Boris L. Henson Foundation
The Boris L. Henson Foundation is a mental health advocacy and support organization founded by Taraji P. Henson, in honor of her late father. The foundation aims to raise awareness about mental health issues, eliminate the stigma associated with mental health conditions within the Black community, and provide resources for mental health support.
Programs and initiatives by the foundation include the BLHF Mental Wellness Support Program (MWSP), which provides individuals and families dealing with life-changing events, daily challenges, and heightened emotional struggles such as stress, anxiety, depression, or feelings of hopelessness with assistance and support on the path to mental well-being for those in need. The program covers five complimentary mental health therapy sessions for those accepted.
Loveland Foundation
The Loveland Foundation is a non-profit organization founded by Rachel Cargle that focuses on providing therapy and mental health support to Black women and girls. The Loveland Foundation was established with the goal of making mental health resources more accessible to Black communities, which often face unique challenges and barriers in accessing mental health care.

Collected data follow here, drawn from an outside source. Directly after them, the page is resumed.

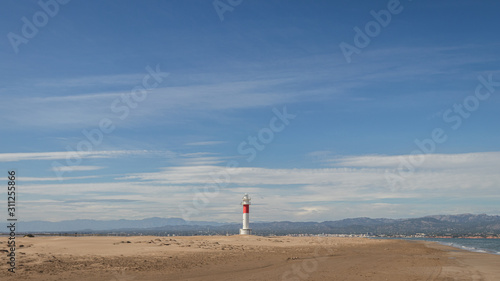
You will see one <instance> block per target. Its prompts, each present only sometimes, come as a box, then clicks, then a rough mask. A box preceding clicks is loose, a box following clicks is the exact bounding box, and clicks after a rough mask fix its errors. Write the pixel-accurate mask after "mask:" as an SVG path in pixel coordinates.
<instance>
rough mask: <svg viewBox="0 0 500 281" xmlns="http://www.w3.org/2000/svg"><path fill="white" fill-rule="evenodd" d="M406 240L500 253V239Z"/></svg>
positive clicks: (448, 239)
mask: <svg viewBox="0 0 500 281" xmlns="http://www.w3.org/2000/svg"><path fill="white" fill-rule="evenodd" d="M404 240H419V241H432V242H438V243H439V244H442V245H446V246H452V247H455V248H459V249H463V250H467V251H471V252H478V253H489V254H496V255H500V239H483V238H477V239H470V238H407V239H404Z"/></svg>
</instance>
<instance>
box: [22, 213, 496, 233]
mask: <svg viewBox="0 0 500 281" xmlns="http://www.w3.org/2000/svg"><path fill="white" fill-rule="evenodd" d="M240 227H241V224H236V223H220V222H210V221H185V220H183V219H181V218H157V217H155V218H148V219H142V220H108V221H104V220H68V221H60V222H46V221H31V222H18V231H19V232H23V233H44V232H45V233H47V232H48V233H70V232H71V233H74V232H78V233H122V234H123V233H126V234H131V235H167V234H176V235H213V234H226V233H228V234H236V233H238V231H239V228H240ZM251 227H252V229H253V232H254V233H255V234H260V235H270V234H275V235H285V234H321V233H325V234H365V233H370V234H374V235H398V234H400V235H412V234H416V233H426V234H431V235H445V234H452V235H467V234H500V216H492V215H486V214H480V215H474V214H460V215H435V216H426V217H421V218H409V219H384V218H377V219H372V218H366V217H362V218H349V219H343V220H337V221H324V222H291V221H280V222H257V223H251Z"/></svg>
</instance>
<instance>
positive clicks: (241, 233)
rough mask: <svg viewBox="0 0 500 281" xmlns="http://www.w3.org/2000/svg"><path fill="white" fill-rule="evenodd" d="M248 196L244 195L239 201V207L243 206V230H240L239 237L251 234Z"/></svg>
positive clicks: (245, 193)
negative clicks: (240, 205)
mask: <svg viewBox="0 0 500 281" xmlns="http://www.w3.org/2000/svg"><path fill="white" fill-rule="evenodd" d="M250 200H251V199H250V196H248V193H245V196H243V199H241V205H243V228H240V235H247V234H252V229H251V228H250Z"/></svg>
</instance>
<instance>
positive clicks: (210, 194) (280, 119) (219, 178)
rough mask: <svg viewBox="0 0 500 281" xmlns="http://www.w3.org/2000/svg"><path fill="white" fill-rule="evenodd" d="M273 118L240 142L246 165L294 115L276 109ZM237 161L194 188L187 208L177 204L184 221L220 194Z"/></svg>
mask: <svg viewBox="0 0 500 281" xmlns="http://www.w3.org/2000/svg"><path fill="white" fill-rule="evenodd" d="M272 111H273V113H274V116H273V117H271V119H270V120H269V124H268V126H266V127H264V128H261V129H260V130H259V131H258V132H257V134H256V135H253V136H248V138H247V141H243V142H241V143H240V144H239V145H238V147H237V151H238V153H239V154H240V155H248V157H247V158H246V159H245V160H246V161H247V162H248V163H250V162H252V161H253V160H254V159H255V157H256V156H257V154H258V152H260V151H263V150H264V149H265V148H266V145H268V144H270V143H271V142H272V141H273V140H274V137H275V134H277V133H280V132H282V131H283V130H285V128H286V126H288V125H290V120H293V119H295V117H296V115H294V114H290V113H288V112H287V108H286V106H284V107H283V109H282V111H279V110H278V109H277V108H273V109H272ZM239 166H240V164H239V162H238V161H235V160H230V161H228V162H227V163H226V166H225V167H221V169H220V171H218V172H213V173H211V174H210V178H211V181H210V182H208V183H207V184H206V185H205V186H204V187H203V189H202V190H200V189H199V188H194V189H193V192H195V195H194V196H193V199H192V202H191V204H190V205H189V206H187V205H186V204H183V203H181V204H179V209H180V210H181V213H182V218H183V219H184V220H189V218H190V217H191V216H193V215H198V214H199V213H200V212H201V211H202V210H203V209H204V207H206V206H207V205H208V204H209V203H210V198H214V197H216V196H217V195H218V194H219V193H220V189H221V188H225V187H227V185H228V184H229V183H230V182H231V175H235V174H238V167H239Z"/></svg>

The foundation's flagship program, the Loveland Therapy Fund, aims to provide financial assistance to Black women and girls seeking therapy. This fund covers the cost of therapy sessions and works to overcome financial barriers that may prevent individuals from accessing mental health services.
Sad Girls Club
For those looking for a personable introduction to the therapy and mental wellness space, Sad Girls Club just might be the space for you! Sad Girls Club is a mental health community and organization that focuses on providing support, resources, and a sense of community for individuals dealing with mental health challenges. The organization is known for its online presence, which provides inspirational messages, coping strategies, and personal stories related to mental health. They also host events and workshops that focus on mental health education, self-care practices, and creative expression as a means of promoting we
Sista Afya
Sista Afya is a mental wellness organization based in Chicago, focusing on providing mental health support and resources for Black women. The organization aims to address the unique mental health needs and challenges faced by Black women and offers various programs and services, including support groups, workshops, and educational events.
Black Female Therapist
Black Female Therapist is a platform designed to eliminate the stigma surrounding mental health in the Black community, create a platform for Black women and men to connect with relatable therapists, and contribute to the mission of fostering mental health support within the community. They also offer mental wellness tips and a thorough therapist dictionary to help you search for support that reflects your needs.
HealHaus
HealHaus is a wellness space based in Brooklyn, New York that focuses on holistic healing and mental health. HealHaus offers a range of services and programs designed to support individuals in their mental, emotional, and physical well-being. The wellness collective provides various holistic wellness services at a monthly rate of $10 for a drop-in live online yoga or meditation class, $30 per month for unlimited access to live online yoga and meditation classes, or a 7-day free trial for the HealHaus Live Membership, allowing you to experience a week of grounding, stillness, and peace at no cost.
Brown Girl Self-Care
Brown Girl Self-Care is on the mission to “Help Black women healing from trauma go from ‘every once in a while’ self-care to every day self-care.” With their informative podcast and social media page with gentle reminders and affirmations that speak directly to Black women, this will be the perfect page to add to your feed in the new year.